In God We Trust

Democrats Are Obsessed With Raising Taxes

Debt Talks: The House-passed spending control plan rejected by the Senate is exactly what Republicans were elected to do last November. The president's obsession with tax increases repudiates the will of the people.

Like a headmaster in chief of some Dickensian orphanage, President Obama earlier this month told us to "eat our peas" — meaning accept the tax increases we know are good for us.

Socialism has always come down to contempt for the will of the people, to a benevolent elite force-feeding its enlightened policies down the throats of the masses.

Karl Marx himself once dismissed free elections as merely "deciding once in three or six years which member of the ruling class was to misrepresent the people in parliament."

A CNN/ORC poll this week directly contradicted the media template that most Americans think tax increases are good for them.
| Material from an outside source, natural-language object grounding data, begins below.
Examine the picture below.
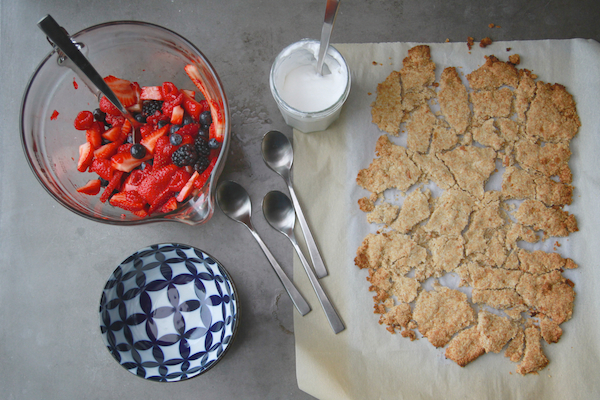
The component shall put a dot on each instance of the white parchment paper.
(365, 361)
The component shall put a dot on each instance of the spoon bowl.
(278, 154)
(279, 213)
(235, 202)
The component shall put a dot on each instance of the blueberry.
(174, 128)
(176, 139)
(187, 119)
(138, 151)
(214, 143)
(205, 118)
(99, 115)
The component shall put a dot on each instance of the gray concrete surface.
(53, 264)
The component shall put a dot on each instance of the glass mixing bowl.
(136, 51)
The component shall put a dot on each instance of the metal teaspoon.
(278, 154)
(235, 202)
(279, 213)
(330, 14)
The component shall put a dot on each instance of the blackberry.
(175, 139)
(201, 164)
(99, 115)
(214, 143)
(185, 155)
(205, 118)
(174, 128)
(202, 147)
(138, 151)
(149, 107)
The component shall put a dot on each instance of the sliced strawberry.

It found that 66% support the cut, cap and balance bill that passed the GOP-controlled House of Representatives but was killed in the Democrat-controlled Senate on Friday.

Senate Democratic leader Harry Reid called it "one of the worst pieces of legislation to be brought to the floor of the U.S. Senate." It "violates the spirit of our Constitution," he said. Why? One reason: The cut, cap, balance solution doesn't raise taxes.

Speaking at a "town hall" meeting of his supporters in Maryland on Friday, Obama disingenuously insisted that "we can't just close our deficit with spending cuts alone," avoiding tax increases, because Washington, among other things, shouldn't have to "stop funding clean energy research."

According to Obama, if we don't increase taxes on an economy suffering 9.2% unemployment, "seniors would have to pay a lot more for Medicare." (He failed to mention that Medicare is doomed without substantial reform.)

If we don't hike taxes — leaving investors with less wealth with which to generate new private-sector jobs — "laid-off workers might not be able to count on temporary assistance or training to help them get a new job," according to the president's circuitous logic.

What's going on here is pure political calculus. Republicans have done their job, offering a plan that raises the debt ceiling, sharply cuts current spending, reforms future spending authority and asks the states to ratify a Balanced Budget Amendment to the Constitution.

If that's not big — "big" being what Obama continually says he wants — what is?

The president, however, wants Republicans to co-own this dismal economy. And, at least as much, he wants Republicans to lose all credibility on their pledge not to raise taxes.

The debt battle of 2011 is all about getting Republicans to betray their spending and tax promises so that Barack Obama can be re-elected in 2012.